Wade opened up the trunk and held it up for Nick. "This is insane," he said as he shut the trunk's lid over Nick.
A thought occurred to him as he put the car in gear and drove off into traffic: Can Night hear me up here? "Hey, Nick! What's the price of tea in China? Are you and Natalie really getting it on? Why do you have 6 bottles of blood in your fridge?"
No response. "Well, then, I guess you can't hear anything, so I might as well turn the Nightrcrawler off and find some good Polka music . . . ." Not hearing any screams of anguish from the trunk, Wade did just that.
Nick probably could have heard what Wade said if he'd wanted to, but the rumble of the tires on the road, car noises, and traffic noise made it not particularly worth it. He could, however, hear the Polkas exceedingly well since the base speakers were in the rear. I'm gonna kill him, I swear. He's doing that deliberately! thought Nick as he was swayed from side to side in the car. Uh, what's going on? The ride's getting a little rough.
Wade was really getting into the polkas, but he was also in a hurry, not only because the sun was coming up, but because he wanted to get home as well. But first, he had to take care of some business. He drove straight over to the nearest Auto parts store, peeled into the parking lot, and ran into the store.
"Hey, Nick," said Wade as he thumped the trunk, "Don't get out, we're in the middle of the Municipal Stadium parking lot." What does he know shut up in the trunk; give him something to speculate on.
Nick could only guess at what was happening. He knew they weren't at the Stadium; they hadn't been driving long enough to get there. What the heck is that kid doing?
Wade came out of the parts store, hit the ignition and peeled out.
I'm gonna kill that kid if he does anything stupid to my car! thought Nick. Oh, God! Please STOP the polka music!
With lots of twists, turns, abrupt stops, quick starts – Wade was milking this for all it was worth – he finally pulled into a parking garage and stopped. He popped the trunk, startling Nick. Nick knew that they weren't at the loft, so he couldn't imagine why Wade would be stopping and opening the trunk, especially in broad daylight. Fortunately, they were someplace inside.
Nick growled at Wade.
Wade offered Nick a hand and said, "O.K. Enough with trunk crap. Here, get into the back seat; you lie on the floor and cover yourself up with these." And with that he handed Nick a couple of extra-thick, heavy-duty tarps. "This way we can effing talk to each other while I'm driving. Why, you might even say, 'Wade, would you be so kind as to please change the station as I am not particularly fond of polka music' and I'd say, 'Why sure, Detective Knight, no problem at all; I shall be pleased to do so.' " He said with a voice dripping with honey. "Shall I put that Nightcrawler person on for you?' "
Nick glowered as he climbed into the back. "2.85 per pound.
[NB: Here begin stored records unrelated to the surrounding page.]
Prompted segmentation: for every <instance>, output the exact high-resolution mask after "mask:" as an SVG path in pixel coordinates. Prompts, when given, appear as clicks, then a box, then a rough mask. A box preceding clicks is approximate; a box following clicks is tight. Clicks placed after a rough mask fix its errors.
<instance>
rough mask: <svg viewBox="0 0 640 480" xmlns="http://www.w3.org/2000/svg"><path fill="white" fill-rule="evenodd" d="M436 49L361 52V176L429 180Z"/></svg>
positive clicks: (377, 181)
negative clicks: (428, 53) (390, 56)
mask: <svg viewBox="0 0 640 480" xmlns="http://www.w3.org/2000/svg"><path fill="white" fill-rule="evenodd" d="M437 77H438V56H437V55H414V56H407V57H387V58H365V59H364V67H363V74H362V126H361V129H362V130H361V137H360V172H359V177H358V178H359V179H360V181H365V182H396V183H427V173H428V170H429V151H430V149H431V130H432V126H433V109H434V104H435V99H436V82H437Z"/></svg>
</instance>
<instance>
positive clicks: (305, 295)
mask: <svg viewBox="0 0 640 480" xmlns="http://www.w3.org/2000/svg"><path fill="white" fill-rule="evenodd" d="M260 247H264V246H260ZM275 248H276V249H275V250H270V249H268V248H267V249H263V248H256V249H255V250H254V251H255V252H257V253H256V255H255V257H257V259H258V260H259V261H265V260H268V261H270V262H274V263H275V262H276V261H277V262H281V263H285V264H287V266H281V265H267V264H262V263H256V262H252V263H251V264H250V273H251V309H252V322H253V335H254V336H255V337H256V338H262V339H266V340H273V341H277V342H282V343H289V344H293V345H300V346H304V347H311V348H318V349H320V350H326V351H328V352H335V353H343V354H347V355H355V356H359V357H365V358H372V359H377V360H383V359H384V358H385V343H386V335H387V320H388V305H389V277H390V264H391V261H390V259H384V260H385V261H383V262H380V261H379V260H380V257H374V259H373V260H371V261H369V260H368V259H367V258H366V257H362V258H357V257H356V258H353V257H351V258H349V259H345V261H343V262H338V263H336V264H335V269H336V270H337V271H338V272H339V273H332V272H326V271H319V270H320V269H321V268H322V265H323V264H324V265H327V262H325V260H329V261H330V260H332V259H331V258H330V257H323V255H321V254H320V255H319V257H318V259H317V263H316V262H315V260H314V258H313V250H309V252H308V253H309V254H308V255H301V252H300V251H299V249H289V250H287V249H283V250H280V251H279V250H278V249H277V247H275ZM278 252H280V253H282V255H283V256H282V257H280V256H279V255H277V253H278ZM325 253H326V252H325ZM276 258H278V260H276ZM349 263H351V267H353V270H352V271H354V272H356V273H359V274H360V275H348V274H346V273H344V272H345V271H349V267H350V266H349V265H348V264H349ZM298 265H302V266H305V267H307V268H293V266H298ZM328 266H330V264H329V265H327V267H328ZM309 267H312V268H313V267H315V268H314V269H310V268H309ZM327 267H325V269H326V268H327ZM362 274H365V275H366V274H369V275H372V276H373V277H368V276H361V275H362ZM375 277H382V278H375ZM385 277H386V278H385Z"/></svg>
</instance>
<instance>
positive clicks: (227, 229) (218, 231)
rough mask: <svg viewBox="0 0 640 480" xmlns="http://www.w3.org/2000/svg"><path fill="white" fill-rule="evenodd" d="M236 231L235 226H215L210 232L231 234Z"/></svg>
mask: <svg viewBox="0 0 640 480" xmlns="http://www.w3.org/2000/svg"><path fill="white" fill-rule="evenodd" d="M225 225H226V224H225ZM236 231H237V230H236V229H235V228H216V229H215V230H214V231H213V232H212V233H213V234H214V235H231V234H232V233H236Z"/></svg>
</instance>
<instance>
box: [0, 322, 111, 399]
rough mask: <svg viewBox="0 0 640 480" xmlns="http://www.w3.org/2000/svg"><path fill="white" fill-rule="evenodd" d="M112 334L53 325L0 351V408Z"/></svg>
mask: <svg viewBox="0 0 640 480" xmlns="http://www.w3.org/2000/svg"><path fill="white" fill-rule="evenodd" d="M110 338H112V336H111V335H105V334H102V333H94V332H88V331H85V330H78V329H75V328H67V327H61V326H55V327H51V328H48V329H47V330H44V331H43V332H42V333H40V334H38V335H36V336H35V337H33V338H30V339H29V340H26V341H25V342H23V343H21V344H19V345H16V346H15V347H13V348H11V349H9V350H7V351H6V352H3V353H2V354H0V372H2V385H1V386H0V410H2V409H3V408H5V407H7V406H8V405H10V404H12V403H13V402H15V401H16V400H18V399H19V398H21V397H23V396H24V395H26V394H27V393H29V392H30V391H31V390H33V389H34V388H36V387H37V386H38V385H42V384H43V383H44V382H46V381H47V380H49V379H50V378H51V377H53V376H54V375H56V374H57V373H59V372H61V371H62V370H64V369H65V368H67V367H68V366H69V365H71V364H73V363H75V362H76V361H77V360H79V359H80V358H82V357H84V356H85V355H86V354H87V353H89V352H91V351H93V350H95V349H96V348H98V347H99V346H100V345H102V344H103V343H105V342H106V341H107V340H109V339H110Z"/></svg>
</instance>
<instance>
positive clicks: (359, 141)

None of your business. And for thickening my oil paints – I do a lot of painting".
Oooh. So, he did hear me. Oops.
"Now, can we go home, please?!" said Nick. And, ''Wade, would you be so kind as to please change the station as I am not particularly fond of polka music.' ", spoken, dripping with honey, but also through clinched teeth.
" 'Why sure, Detective Knight, no problem at all; I shall be pleased to do so.' " was Wade's word-for-word response; then he started laughing and changed the station.
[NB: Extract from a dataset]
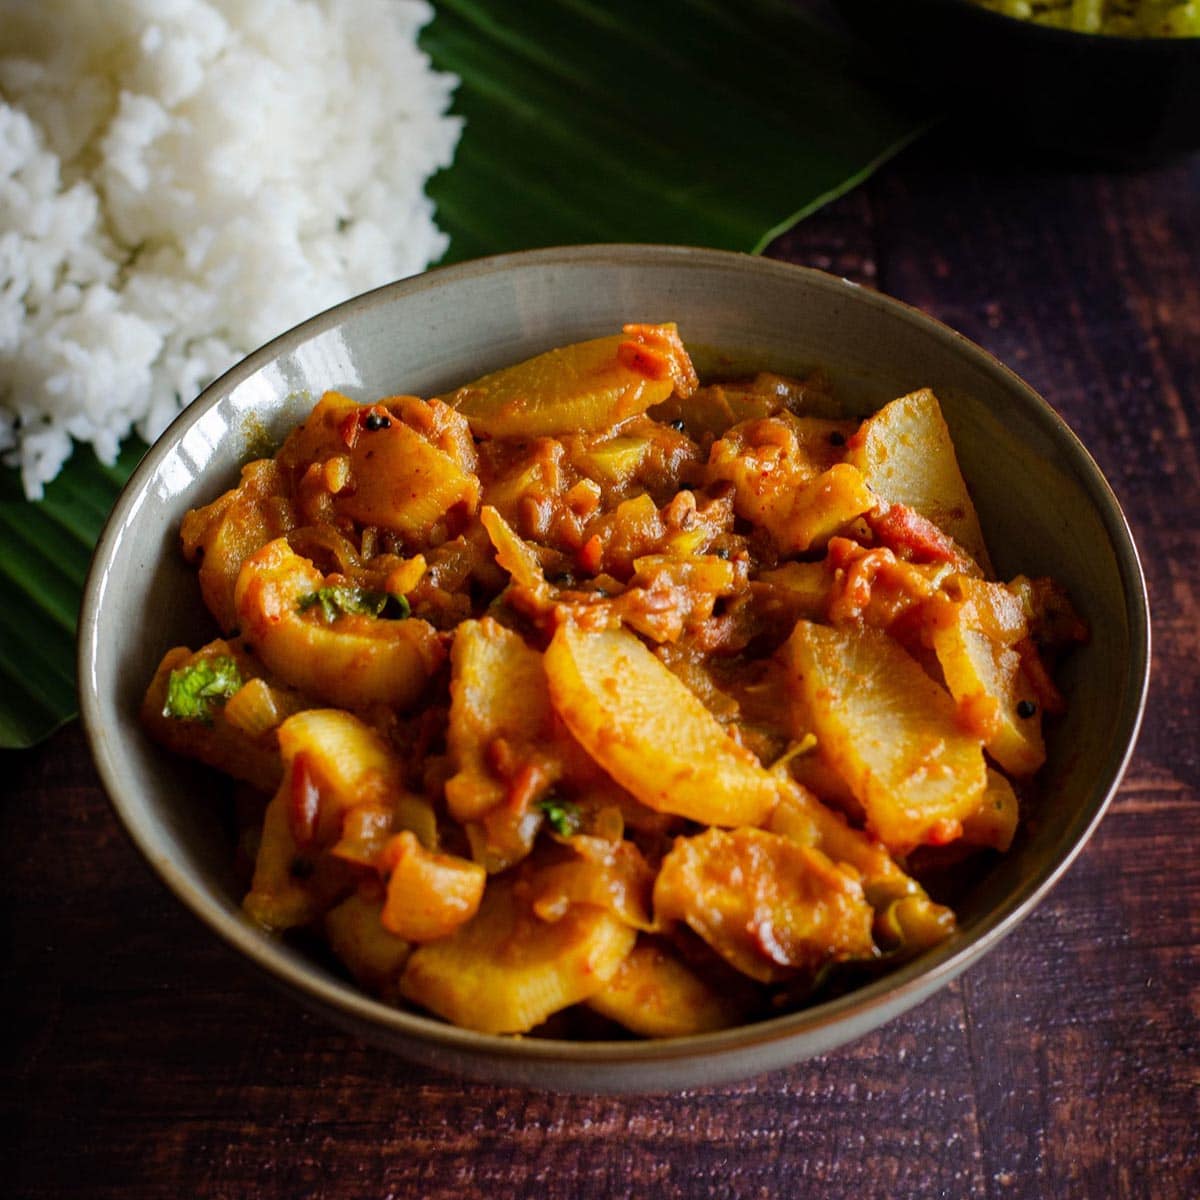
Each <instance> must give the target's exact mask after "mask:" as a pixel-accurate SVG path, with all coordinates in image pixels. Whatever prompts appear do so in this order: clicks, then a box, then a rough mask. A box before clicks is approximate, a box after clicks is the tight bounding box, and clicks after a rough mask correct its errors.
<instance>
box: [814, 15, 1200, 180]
mask: <svg viewBox="0 0 1200 1200" xmlns="http://www.w3.org/2000/svg"><path fill="white" fill-rule="evenodd" d="M835 4H836V7H838V10H839V11H840V13H841V16H842V18H844V20H845V22H846V24H847V25H850V28H851V29H852V30H853V31H854V32H856V34H857V35H858V37H860V38H862V40H863V41H865V42H866V43H868V44H869V46H870V47H871V49H872V50H874V55H875V59H876V62H877V66H878V68H880V70H881V71H882V72H883V73H886V74H888V76H890V77H893V78H894V79H896V80H898V82H899V83H901V84H902V85H904V86H906V88H908V89H916V90H919V91H922V92H925V94H928V95H929V96H930V97H931V98H932V100H934V101H935V103H937V104H938V106H940V107H941V108H942V109H943V110H944V112H949V113H954V114H958V115H964V113H965V112H971V113H974V114H978V115H979V116H980V118H983V119H984V120H985V121H986V126H988V127H989V128H988V132H990V133H995V132H997V131H1003V132H1006V133H1009V134H1012V136H1013V137H1014V138H1016V139H1020V140H1022V142H1025V143H1028V144H1032V145H1036V146H1039V148H1044V149H1050V150H1056V151H1067V152H1068V154H1072V155H1075V156H1078V157H1081V158H1092V160H1100V161H1104V162H1106V163H1114V164H1124V166H1133V167H1138V166H1145V164H1148V163H1152V162H1157V161H1162V160H1166V158H1171V157H1174V156H1176V155H1181V154H1186V152H1187V151H1190V150H1195V149H1198V148H1200V37H1110V36H1106V35H1098V34H1075V32H1070V31H1068V30H1062V29H1054V28H1050V26H1046V25H1038V24H1036V23H1033V22H1028V20H1016V19H1014V18H1012V17H1003V16H1001V14H1000V13H995V12H991V11H989V10H986V8H982V7H979V6H978V5H974V4H972V2H971V0H835ZM965 106H970V108H967V109H965Z"/></svg>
Nick told Wade, "I have to admit these tarps are a good idea. We can talk -- at least a little -- plus, it could provide some protection if I get caught somewhere and really need to get to shelter. Thank you, Wade."
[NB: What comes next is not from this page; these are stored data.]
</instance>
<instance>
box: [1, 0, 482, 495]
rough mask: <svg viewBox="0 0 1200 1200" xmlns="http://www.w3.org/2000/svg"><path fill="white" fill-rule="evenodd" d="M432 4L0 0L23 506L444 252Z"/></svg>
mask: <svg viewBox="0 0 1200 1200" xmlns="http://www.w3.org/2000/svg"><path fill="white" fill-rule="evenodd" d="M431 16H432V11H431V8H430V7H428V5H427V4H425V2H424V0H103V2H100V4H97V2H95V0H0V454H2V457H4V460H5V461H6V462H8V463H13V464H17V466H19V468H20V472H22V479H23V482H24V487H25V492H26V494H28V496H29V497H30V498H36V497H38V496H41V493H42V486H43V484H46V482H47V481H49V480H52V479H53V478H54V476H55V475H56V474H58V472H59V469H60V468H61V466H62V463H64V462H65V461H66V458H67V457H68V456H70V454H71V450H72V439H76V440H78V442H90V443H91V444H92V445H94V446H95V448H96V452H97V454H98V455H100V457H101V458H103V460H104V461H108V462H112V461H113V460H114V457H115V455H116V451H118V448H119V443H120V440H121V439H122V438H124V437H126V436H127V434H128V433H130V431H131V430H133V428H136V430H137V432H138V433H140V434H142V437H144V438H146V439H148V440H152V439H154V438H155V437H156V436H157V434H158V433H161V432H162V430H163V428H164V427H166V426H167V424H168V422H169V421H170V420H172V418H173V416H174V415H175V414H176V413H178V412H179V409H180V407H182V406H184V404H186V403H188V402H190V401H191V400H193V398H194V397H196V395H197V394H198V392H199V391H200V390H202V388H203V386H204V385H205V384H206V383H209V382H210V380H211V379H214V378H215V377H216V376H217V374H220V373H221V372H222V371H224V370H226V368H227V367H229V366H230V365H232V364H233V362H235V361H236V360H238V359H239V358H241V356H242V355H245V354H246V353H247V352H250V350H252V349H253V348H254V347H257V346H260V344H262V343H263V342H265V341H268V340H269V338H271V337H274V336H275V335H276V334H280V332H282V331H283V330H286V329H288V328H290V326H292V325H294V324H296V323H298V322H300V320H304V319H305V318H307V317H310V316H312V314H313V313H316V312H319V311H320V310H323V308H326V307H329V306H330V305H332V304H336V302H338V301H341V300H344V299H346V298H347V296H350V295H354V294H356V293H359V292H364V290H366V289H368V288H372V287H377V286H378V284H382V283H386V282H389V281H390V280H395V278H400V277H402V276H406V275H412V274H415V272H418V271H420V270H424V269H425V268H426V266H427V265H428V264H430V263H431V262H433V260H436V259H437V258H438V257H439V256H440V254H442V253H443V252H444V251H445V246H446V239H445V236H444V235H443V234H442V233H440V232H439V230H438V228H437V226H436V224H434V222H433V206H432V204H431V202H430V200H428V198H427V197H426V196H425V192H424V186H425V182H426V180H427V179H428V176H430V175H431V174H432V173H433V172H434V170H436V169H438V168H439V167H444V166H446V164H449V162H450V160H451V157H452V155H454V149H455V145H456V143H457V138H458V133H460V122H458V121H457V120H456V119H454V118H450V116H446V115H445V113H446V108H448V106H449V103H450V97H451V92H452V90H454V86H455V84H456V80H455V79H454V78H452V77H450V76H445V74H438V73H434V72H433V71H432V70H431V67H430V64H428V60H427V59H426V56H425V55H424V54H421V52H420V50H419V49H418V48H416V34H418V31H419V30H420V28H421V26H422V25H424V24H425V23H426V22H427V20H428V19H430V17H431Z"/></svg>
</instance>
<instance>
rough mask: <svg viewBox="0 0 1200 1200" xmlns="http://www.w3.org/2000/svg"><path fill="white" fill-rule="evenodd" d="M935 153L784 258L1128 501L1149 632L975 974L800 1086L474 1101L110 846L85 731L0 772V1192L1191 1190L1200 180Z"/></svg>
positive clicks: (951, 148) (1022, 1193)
"You're welcome, Nick. And, sorry about the Polkas. Does this mean I can borrow your Harley instead of taking the Caddy?!"
"What? Could you speak up a little, Wade. I can hardly hear you over the road noise."
"Yeah, " said Wade, "that's what I thought. I guess I can live with the pain-in-the-butt's Caddy."
"I heard that!"
"I'm sure you did. I said it deliberately."
And so on, and so on, all the way back to the loft.